Yeah.  Read this book.

And for those of us who don’t celebrate Christmas, or get kicked out of parties by our families for bringing up “that thing” grandpa did in Vietnam during dessert, going to the movies can be an intricate part of the holidays.

As far as movies go, I hate movies.  Not all movies.  True Grit will probably be awesome.  I wish it was a baseball movie so I could write about it on here, even though I’ve haven’t seen it yet and would just go on and on talking about how awesome it is.  Anyways, baseball movies can be tough.  I mean, I get the whole “fathers and sons” thing with Field of Dreams, but for fuck’s sake, its like, shut the hell up, Kevin Costner.  He’s so unwatchable to movie crumbles to dust in your hands out of self-hatred.  And of course, he’s our guy in the movie industry–the guy whose taken it upon himself to make baseball movies, and then be in them.  “Outer Space” got Tom Hanks.  Shit!  That’s awesome!

And not only that, but Hanks is also the “WWII” guy.  He got two really cool things!  And baseball got Kevin Costner.  Really?  What about, like, Kiefer Sutherland, or Jeremy Renner, or shit, I’d even take that hilarious new guy on SNL.  Jay Pharaoh.

But I guess that’s why a good baseball movie can be tough:  Our go-to guy is Kevin Costner.  And Ken Burns.  Come on.

I can’t recommend Major League II, even though its on TV every day.  The first one was okay, but watching Charlie Sheen try to act is like watching roadkill learn how to die.  The Rookie was two hours of Dennis Quaid reminding you to follow your dreams, even if it hurts everyone you love and care about.  Also it had Dennis Quaid.  In fact, the baseball movie I like the best stars–holy crap–Tom Hanks.  That’s right.  I’m suggesting you get A League of Their Own for someone for Christmas.  Why?  Because when he threw that glove at that kid’s face and laughed maniacally, it was the funniest fucking thing to happen during World War II.

And now, video games.  My experience with baseball games has revolved mainly around fixing the holes I put in the wall with the controller.  Since the dawn of the industry, these have only become more and more complicated.  But when I think about “baseball video games,” the first thought in my head is “Bases Loaded” for the NES.  Which is a ridiculous, 8-bit carnival of sounds and freakishly ignorant computer ball players.  The sheer logistics of some of these games was incredible–the field was the size of a country, and none of the fielders could cover that much ground.  So if you missed a grounder, it was a home run.  This was usually when my controller met the wall.

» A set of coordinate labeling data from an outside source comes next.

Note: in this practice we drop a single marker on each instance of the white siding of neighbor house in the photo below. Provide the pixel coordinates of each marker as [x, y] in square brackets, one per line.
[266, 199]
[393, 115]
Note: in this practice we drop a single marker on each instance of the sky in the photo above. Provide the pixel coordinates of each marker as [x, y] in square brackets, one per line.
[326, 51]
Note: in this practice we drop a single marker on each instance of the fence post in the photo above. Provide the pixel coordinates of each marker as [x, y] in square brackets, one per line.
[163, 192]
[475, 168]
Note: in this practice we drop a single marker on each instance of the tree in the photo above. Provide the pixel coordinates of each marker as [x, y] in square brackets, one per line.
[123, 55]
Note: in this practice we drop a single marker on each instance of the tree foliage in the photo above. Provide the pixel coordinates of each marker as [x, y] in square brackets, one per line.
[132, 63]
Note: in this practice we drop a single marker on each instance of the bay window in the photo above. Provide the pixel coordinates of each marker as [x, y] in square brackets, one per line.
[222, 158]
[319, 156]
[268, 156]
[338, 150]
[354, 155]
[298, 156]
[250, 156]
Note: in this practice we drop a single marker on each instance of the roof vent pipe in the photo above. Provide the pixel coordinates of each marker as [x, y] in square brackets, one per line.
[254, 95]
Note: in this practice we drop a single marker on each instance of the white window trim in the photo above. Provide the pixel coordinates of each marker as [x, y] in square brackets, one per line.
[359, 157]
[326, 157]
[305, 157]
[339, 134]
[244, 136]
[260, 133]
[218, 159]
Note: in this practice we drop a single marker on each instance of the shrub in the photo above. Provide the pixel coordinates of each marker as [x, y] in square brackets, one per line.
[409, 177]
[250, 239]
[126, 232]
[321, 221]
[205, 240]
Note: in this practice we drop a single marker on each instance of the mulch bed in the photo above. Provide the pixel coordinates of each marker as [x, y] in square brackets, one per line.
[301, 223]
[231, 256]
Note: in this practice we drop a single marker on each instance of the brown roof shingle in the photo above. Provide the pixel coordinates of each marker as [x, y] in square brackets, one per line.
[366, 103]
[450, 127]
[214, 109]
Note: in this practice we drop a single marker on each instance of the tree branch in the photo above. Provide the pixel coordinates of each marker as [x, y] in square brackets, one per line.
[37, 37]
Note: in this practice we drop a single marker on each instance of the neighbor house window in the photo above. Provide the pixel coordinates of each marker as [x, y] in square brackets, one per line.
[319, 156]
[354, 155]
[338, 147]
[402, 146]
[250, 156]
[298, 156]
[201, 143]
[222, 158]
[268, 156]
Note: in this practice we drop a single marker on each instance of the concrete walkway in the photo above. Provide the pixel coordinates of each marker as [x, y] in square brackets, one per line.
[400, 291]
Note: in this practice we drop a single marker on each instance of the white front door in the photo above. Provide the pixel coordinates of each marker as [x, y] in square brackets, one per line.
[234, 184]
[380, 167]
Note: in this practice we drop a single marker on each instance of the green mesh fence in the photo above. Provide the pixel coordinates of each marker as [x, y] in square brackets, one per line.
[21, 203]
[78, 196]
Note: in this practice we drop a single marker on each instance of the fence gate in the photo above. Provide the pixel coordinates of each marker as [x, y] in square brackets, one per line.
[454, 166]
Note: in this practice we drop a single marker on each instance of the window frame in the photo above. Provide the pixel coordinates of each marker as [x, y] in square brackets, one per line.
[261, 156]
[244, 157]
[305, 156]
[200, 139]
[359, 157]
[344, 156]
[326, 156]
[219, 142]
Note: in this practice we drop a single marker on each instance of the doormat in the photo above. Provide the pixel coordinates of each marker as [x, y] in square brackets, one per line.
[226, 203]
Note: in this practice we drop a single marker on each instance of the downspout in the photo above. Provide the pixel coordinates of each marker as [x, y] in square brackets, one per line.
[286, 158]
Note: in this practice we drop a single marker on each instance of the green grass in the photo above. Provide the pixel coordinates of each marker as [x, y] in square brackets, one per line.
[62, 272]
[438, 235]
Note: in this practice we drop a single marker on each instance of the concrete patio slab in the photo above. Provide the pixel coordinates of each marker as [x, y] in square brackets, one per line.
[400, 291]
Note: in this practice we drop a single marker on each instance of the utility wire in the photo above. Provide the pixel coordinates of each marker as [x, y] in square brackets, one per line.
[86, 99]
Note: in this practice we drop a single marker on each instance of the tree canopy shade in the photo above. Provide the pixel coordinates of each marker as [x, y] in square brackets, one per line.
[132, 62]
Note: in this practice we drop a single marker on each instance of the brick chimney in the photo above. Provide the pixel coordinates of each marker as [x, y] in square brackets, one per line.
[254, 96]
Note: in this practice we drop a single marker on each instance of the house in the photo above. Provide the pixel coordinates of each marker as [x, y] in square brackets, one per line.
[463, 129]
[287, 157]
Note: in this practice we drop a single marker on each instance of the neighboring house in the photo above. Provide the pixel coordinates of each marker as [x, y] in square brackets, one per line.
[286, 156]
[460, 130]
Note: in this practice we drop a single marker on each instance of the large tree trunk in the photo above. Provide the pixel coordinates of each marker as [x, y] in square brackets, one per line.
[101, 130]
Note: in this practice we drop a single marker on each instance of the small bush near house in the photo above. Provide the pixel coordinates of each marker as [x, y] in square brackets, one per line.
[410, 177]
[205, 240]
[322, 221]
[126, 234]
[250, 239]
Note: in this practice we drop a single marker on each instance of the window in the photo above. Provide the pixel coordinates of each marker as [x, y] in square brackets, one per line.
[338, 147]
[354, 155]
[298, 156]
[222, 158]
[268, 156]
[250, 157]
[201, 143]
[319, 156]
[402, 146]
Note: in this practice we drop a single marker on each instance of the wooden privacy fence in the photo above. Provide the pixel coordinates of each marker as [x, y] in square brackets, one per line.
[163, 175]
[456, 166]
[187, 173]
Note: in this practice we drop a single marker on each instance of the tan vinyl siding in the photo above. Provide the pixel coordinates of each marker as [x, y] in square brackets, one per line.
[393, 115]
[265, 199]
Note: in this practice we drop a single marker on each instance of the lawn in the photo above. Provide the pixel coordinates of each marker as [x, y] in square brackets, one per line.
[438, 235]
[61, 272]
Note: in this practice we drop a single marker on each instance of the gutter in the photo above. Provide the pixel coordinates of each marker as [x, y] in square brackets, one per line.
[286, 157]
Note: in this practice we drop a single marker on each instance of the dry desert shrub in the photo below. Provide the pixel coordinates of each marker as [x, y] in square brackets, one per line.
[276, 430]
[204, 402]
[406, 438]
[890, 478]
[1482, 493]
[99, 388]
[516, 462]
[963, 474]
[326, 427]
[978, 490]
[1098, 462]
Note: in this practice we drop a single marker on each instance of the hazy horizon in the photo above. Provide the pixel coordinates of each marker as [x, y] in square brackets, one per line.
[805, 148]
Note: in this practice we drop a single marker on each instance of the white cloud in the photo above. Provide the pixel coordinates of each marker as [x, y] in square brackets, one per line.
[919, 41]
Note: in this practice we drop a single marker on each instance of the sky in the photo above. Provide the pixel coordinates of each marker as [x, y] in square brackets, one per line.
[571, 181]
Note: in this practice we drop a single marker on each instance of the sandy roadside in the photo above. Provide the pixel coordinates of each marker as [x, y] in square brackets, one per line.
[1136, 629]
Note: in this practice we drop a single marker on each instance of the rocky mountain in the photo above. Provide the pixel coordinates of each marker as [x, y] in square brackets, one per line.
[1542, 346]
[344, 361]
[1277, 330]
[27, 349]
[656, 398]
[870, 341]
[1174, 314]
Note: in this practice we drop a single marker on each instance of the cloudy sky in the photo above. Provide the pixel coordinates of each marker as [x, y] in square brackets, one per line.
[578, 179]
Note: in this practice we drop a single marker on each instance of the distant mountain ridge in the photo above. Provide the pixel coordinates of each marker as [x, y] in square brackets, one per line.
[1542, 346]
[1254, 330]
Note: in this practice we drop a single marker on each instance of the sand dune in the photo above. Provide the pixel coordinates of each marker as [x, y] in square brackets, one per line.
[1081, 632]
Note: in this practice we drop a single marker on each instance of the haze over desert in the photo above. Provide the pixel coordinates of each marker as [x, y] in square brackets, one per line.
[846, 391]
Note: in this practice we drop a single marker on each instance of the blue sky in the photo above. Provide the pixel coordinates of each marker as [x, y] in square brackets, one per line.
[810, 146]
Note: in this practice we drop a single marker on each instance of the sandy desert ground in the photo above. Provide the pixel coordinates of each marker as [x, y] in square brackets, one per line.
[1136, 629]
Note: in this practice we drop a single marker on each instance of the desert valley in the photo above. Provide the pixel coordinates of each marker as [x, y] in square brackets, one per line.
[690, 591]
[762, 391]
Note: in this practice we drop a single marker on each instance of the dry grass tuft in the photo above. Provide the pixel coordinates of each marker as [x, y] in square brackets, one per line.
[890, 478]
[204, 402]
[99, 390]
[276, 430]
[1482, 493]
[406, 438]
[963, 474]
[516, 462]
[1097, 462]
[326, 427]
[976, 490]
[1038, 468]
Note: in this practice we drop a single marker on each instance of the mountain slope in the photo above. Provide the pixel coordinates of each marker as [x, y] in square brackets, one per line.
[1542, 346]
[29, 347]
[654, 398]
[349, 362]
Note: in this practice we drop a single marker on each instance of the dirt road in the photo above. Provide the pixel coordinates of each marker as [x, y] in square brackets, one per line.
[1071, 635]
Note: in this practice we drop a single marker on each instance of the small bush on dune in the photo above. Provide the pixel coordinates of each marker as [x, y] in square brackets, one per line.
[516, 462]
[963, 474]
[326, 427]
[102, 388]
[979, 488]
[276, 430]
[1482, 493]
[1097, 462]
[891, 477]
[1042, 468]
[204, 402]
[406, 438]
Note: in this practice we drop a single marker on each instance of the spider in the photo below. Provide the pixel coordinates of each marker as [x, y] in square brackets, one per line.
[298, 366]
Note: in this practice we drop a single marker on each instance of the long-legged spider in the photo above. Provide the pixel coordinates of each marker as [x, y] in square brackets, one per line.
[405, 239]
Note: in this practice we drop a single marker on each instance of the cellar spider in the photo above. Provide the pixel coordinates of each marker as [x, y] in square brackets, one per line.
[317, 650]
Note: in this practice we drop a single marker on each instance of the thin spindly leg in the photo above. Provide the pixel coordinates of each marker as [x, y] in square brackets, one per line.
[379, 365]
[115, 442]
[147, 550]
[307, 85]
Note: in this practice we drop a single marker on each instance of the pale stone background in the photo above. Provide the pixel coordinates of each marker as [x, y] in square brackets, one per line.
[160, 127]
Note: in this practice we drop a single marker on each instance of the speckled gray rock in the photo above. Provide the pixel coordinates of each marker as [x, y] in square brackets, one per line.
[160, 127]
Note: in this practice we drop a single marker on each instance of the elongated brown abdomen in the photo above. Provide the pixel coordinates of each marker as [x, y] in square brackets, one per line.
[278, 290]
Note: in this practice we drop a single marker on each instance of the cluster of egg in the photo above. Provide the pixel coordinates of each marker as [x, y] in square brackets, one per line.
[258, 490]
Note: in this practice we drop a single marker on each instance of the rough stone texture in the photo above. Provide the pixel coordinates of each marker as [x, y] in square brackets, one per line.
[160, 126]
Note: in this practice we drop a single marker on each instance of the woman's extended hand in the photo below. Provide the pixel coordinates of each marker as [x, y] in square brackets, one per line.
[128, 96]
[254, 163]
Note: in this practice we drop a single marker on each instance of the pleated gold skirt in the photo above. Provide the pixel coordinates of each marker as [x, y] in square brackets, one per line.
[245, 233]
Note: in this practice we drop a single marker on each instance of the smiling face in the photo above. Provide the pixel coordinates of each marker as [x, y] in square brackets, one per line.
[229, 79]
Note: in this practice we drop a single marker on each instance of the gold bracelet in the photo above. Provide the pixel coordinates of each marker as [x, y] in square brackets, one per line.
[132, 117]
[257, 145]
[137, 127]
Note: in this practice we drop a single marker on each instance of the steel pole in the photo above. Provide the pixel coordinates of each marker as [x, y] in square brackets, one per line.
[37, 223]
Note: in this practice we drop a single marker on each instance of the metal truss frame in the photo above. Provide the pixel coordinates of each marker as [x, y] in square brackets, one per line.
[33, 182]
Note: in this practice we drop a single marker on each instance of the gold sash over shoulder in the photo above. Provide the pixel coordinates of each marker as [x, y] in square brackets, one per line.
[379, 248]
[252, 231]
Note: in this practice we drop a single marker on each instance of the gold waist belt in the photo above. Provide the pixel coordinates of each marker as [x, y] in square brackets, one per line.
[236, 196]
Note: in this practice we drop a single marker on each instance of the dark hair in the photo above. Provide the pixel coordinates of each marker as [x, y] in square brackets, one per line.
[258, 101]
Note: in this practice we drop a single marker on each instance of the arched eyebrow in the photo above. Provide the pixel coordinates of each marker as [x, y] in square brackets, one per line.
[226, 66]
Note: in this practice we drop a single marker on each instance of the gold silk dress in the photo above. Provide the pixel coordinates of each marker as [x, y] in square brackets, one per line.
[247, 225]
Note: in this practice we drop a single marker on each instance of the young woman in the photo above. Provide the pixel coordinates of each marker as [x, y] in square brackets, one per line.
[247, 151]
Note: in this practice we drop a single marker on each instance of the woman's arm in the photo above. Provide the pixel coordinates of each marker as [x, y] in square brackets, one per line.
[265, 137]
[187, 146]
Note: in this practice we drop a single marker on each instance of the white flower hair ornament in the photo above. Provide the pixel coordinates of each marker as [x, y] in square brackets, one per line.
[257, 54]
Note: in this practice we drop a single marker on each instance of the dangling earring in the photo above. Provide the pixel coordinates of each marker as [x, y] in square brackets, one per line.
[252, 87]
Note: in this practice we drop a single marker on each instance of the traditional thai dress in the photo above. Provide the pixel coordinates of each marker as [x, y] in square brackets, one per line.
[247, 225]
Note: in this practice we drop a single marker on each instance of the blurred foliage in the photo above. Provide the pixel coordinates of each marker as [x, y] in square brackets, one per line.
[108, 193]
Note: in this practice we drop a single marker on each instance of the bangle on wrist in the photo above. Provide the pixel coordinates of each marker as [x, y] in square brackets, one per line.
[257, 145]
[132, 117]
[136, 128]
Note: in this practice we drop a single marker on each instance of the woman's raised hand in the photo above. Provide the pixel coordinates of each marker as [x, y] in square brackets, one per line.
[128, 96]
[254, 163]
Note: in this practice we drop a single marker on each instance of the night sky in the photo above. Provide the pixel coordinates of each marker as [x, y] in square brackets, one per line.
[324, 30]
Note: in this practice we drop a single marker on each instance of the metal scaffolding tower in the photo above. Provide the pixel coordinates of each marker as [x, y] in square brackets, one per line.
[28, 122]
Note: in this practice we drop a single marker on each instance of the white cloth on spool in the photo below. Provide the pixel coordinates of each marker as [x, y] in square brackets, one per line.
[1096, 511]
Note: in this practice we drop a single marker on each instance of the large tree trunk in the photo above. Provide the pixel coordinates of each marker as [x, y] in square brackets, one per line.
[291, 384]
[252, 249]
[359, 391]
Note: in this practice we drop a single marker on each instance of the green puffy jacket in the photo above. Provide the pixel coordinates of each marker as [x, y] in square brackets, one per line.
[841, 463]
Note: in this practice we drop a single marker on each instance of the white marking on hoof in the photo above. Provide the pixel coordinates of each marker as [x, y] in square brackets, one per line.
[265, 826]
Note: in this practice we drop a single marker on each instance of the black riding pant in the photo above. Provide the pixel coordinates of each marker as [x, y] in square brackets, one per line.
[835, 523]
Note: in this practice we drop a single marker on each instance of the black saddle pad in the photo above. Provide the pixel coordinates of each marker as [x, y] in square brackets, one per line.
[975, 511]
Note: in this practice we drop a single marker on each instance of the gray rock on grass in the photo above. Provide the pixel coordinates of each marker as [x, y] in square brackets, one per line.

It makes a “Wee-yoo!” sound every time the ball is thrown, there’s a quick cinematic of the pitcher having a nervous breakdown every time the opposing team hits a home run, and if I remember correctly, there’s not shortstop in the field.  But the thing is a classic, and by the end, you’re not even playing baseball–you’re playing Bases Loaded.  It has a totally different set of hurdles than an actual baseball game.  So maybe being detached from reality that far endeared it to me moreso than games that just remind me how terrible I was at playing it.

Also, New Jersey has a baseball team in the game.  I mean, New Jersey!  Ridiculous.

Was this list at all helpful?  Probably not.  Was it even a list?  Not really.  Merry Christmas. everyone.  Now go out there and purchase any one of those three hard to find and/or totally obsolete items I just mentioned.